R.Une clé importante pour détecter les symptômes de collusion, c'est l'estimation du coût des travaux. Depuis que je suis arrivé, je mets l'accent là-dessus parce que lorsque vous avez une soumission, 15 preneurs de cahiers, quatre soumissionnaires et que vous êtes 30% au-dessus du prix budgété par la Ville, il y a peut-être un problème. Là, nos signaux d'alarme s'allument. Dans ce cas, peut-être qu'on a mal évalué le travail ou la concurrence n'a pas eu l'effet qu'elle aurait dû avoir. À ce moment-là, on recommande de ne pas attribuer le contrat.

Q.Lorsque la Ville a accordé le contrat, limite-t-elle bien les dépassements de coûts?

R. Il y a une étape à laquelle on doit s'assurer que la concurrence a joué et que la Ville a le juste prix pour les travaux commandés. Après, dans la gestion du projet, il y a un élément important, soit les directives de changement. Un propriétaire peut demander un changement. Les conditions du chantier peuvent nécessiter un changement à cause d'un imprévu. Je mets l'accent sur ce processus de contrôle.

C'est sûr que si votre personne sur le chantier est de mèche avec l'entrepreneur, elle risque d'autoriser une demande qui sera insérée dans les directives de changement et là, ça se retrouve dans l'appareil administratif pour se refléter sur le paiement.

Depuis plus d'un an, on travaille pour bien examiner ce genre de situation. Des analystes posent des questions, bloquent le dossier, etc. Quand il est soumis au conseil, c'est qu'on n'a pas détecté d'irrégularités. Je ne dis pas qu'on ne s'en fait pas passer. On va continuer à travailler pour peaufiner la procédure.

Q.Quand un fonctionnaire passe des vacances avec des entrepreneurs, est-ce que cela suscite de la suspicion ou la Ville continue de faire affaire avec ces entreprises?

R.Ça fait un moment qu'on examine cette question. Avec la Loi sur les cités et villes, quand on attribue un contrat au plus bas soumissionnaire, on ne peut l'exclure sur la base de sa conduite antérieure. On veut parler de ça au gouvernement du Québec. Le temps est propice. Est-ce qu'il n'y a pas lieu d'améliorer la loi afin de donner le pouvoir aux villes d'exclure des soumissionnaires qui auraient, par exemple, été reconnus coupables de corruption, de collusion? En avril, on a introduit une nouvelle clause pour améliorer la transparence sur les contrats. On est la seule ville à le faire. On l'a appelée la clause bandit. Si un entrepreneur est reconnu coupable par un tribunal de corruption, on peut résilier le contrat et l'exclure des contrats de la Ville pour cinq ans.

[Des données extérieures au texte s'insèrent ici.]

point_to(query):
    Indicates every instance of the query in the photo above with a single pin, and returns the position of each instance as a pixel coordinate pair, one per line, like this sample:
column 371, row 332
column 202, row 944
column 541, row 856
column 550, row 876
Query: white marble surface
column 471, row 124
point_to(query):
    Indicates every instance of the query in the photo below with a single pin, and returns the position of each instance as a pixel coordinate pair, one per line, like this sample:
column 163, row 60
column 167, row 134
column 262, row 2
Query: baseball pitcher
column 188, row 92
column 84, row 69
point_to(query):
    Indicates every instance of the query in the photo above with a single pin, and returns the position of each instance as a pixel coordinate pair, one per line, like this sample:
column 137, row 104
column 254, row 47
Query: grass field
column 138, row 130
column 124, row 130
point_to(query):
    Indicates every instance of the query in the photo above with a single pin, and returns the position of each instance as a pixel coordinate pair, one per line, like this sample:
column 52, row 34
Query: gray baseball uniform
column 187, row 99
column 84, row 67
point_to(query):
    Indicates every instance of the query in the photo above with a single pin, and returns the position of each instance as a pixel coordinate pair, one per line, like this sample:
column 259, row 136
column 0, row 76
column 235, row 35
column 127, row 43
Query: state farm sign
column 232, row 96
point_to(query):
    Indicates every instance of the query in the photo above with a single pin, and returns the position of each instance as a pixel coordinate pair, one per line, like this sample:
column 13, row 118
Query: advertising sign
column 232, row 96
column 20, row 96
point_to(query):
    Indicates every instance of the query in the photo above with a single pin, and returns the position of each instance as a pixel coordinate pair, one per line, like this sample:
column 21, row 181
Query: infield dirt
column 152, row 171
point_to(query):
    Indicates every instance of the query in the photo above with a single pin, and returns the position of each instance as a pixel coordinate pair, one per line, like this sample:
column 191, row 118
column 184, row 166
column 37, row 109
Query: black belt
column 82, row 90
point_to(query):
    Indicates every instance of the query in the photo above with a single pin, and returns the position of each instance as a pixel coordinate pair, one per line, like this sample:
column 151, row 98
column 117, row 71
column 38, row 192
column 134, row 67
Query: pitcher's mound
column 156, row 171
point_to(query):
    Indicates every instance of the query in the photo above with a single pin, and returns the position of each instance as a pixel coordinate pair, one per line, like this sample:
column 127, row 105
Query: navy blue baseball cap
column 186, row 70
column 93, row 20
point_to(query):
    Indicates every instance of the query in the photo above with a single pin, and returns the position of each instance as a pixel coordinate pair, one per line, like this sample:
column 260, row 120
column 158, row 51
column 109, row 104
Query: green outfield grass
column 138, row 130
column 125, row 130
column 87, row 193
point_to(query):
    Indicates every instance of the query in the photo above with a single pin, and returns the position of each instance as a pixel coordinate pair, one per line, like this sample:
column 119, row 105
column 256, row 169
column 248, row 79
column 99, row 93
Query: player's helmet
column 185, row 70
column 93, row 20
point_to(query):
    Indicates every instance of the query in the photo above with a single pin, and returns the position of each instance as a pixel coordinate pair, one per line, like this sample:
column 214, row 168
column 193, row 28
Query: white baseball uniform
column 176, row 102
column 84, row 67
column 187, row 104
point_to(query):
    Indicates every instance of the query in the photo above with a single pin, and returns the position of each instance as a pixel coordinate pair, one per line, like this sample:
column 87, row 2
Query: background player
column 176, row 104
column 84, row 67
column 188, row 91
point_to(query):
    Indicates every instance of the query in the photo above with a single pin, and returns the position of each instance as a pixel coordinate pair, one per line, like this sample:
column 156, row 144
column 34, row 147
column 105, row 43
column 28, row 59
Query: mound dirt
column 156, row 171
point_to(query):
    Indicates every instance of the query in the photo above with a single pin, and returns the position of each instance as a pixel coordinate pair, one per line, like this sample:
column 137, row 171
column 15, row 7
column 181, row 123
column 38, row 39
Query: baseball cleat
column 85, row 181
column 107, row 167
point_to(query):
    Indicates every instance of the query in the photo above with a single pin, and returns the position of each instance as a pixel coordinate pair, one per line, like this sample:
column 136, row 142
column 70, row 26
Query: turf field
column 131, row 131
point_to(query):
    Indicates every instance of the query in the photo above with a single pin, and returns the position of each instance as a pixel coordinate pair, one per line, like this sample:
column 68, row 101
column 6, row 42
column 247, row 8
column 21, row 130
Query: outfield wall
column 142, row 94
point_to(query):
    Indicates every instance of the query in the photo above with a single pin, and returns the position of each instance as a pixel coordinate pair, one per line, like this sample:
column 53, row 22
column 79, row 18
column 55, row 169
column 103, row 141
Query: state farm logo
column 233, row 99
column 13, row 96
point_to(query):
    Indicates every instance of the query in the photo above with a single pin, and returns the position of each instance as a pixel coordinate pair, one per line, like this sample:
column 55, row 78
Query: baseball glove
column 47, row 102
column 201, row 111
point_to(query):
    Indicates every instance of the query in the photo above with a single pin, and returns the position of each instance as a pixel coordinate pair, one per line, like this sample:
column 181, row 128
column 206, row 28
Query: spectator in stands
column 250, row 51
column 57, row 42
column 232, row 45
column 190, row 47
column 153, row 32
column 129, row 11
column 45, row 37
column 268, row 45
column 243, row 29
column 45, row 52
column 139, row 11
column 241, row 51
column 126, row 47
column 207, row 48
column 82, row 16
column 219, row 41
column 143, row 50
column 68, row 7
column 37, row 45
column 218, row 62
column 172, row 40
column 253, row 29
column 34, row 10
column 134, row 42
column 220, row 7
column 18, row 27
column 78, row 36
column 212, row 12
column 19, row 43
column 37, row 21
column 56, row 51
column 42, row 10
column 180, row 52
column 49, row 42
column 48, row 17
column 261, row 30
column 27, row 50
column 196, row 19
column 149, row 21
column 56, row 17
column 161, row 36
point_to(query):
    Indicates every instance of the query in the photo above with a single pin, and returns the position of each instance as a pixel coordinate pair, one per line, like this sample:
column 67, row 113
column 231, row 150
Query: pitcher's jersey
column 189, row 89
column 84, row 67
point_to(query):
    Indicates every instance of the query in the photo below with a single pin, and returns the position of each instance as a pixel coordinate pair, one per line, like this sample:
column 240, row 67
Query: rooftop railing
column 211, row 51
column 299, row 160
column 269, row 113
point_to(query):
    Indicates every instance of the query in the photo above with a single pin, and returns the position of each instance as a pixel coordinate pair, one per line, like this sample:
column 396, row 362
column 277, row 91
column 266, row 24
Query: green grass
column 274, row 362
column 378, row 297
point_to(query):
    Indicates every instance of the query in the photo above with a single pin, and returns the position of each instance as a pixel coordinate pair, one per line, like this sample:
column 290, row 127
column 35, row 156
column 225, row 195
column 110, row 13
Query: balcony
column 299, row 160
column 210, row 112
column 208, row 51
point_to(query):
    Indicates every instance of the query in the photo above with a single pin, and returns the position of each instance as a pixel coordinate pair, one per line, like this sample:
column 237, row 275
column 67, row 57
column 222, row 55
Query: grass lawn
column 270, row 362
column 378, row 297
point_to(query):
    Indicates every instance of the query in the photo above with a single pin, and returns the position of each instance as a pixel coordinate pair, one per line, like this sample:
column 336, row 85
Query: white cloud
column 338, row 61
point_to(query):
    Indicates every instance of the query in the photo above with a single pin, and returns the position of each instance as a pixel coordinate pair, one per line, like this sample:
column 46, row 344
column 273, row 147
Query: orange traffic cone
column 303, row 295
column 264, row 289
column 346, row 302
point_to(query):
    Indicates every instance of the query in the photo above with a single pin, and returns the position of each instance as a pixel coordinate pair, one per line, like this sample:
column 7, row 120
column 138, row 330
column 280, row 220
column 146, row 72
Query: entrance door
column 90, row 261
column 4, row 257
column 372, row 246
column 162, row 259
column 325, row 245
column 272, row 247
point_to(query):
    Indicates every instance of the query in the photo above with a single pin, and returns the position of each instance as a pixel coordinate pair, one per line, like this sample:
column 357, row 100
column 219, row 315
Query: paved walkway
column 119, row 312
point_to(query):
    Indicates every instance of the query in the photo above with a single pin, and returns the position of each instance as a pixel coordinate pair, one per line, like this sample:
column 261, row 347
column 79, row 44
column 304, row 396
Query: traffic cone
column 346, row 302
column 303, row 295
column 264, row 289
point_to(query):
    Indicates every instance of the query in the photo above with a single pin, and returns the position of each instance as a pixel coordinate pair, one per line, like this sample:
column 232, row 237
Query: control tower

Q.Quelle sera la portée réelle de cette clause?

R.Elle a été signifiée en juin à l'ensemble des arrondissements et des services municipaux de Montréal pour qu'elle soit comprise dès ce mois d'août dans tous les devis et appels d'offres. On écrit aussi à tous les fournisseurs pour les informer du contenu du guide de déontologie des fonctionnaires et de leurs obligations à ce titre. Mais on voudrait que Québec nous permette d'agir si un fournisseur a enfreint une des dispositions de ce guide de déontologie. On n'a pas encore ce pouvoir. On l'a seulement si le fournisseur a été reconnu coupable par un tribunal.